The first high-quality chromosomal genome assembly of a medicinal and
edible plant Arctium lappa
Abstract
Arctium lappa has a long medicinal and edible history with great
economic importance. We combined Illumina and PacBio sequences to
generate the first high-quality chromosome-level draft genome of A.
lappa. The assembled genome is approximately 1.79 Gb with a N50 contig
size of 6.88 Mb. Approximately 1.70 Gb (95.4%) of the contig sequences
were anchored onto 18 chromosomes using Hi-C data; the scaffold N50 was
improved to be 91.64 Mb.

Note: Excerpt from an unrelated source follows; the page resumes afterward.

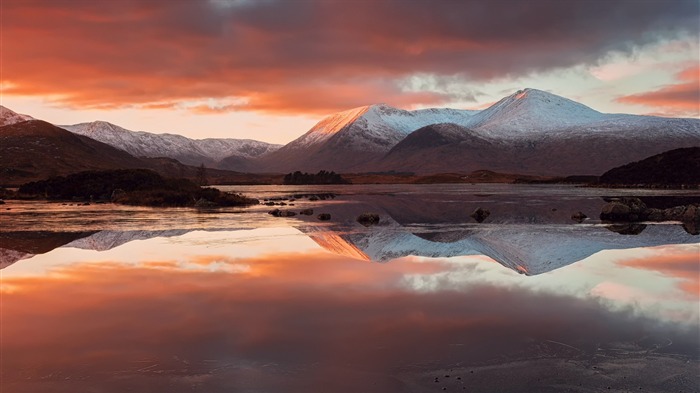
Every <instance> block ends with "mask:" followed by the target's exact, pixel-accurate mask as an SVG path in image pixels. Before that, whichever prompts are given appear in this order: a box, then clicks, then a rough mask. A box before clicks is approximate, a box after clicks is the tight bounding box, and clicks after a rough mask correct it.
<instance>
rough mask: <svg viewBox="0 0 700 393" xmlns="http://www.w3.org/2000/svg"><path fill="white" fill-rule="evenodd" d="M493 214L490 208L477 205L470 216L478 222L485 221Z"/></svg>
mask: <svg viewBox="0 0 700 393" xmlns="http://www.w3.org/2000/svg"><path fill="white" fill-rule="evenodd" d="M490 215H491V211H490V210H488V209H482V208H480V207H477V208H476V210H474V213H472V214H471V215H470V216H469V217H471V218H473V219H475V220H476V222H484V220H485V219H486V218H487V217H488V216H490Z"/></svg>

Furthermore, we obtained 1.12 Gb (68.46%) of
repetitive sequences and 32,771 protein-coding genes; 616 positively
selected candidate genes were identified. Additionally, we compared the
transcriptomes of A. lappa roots at three different developmental stages
and identified 8,943 differentially expressed genes (DEGs) in these
tissues. Among candidate genes related to lignan biosynthesis, the
following were found to be highly correlated with the accumulation of
arctiin: 4-coumarate-CoA ligase (4CL), dirigent protein (DIR), and
hydroxycinnamoyl transferase (HCT). These data can be utilized to
identify genes related to A. lappa quality or provide a basis for
molecular identification and comparative genomics among related species.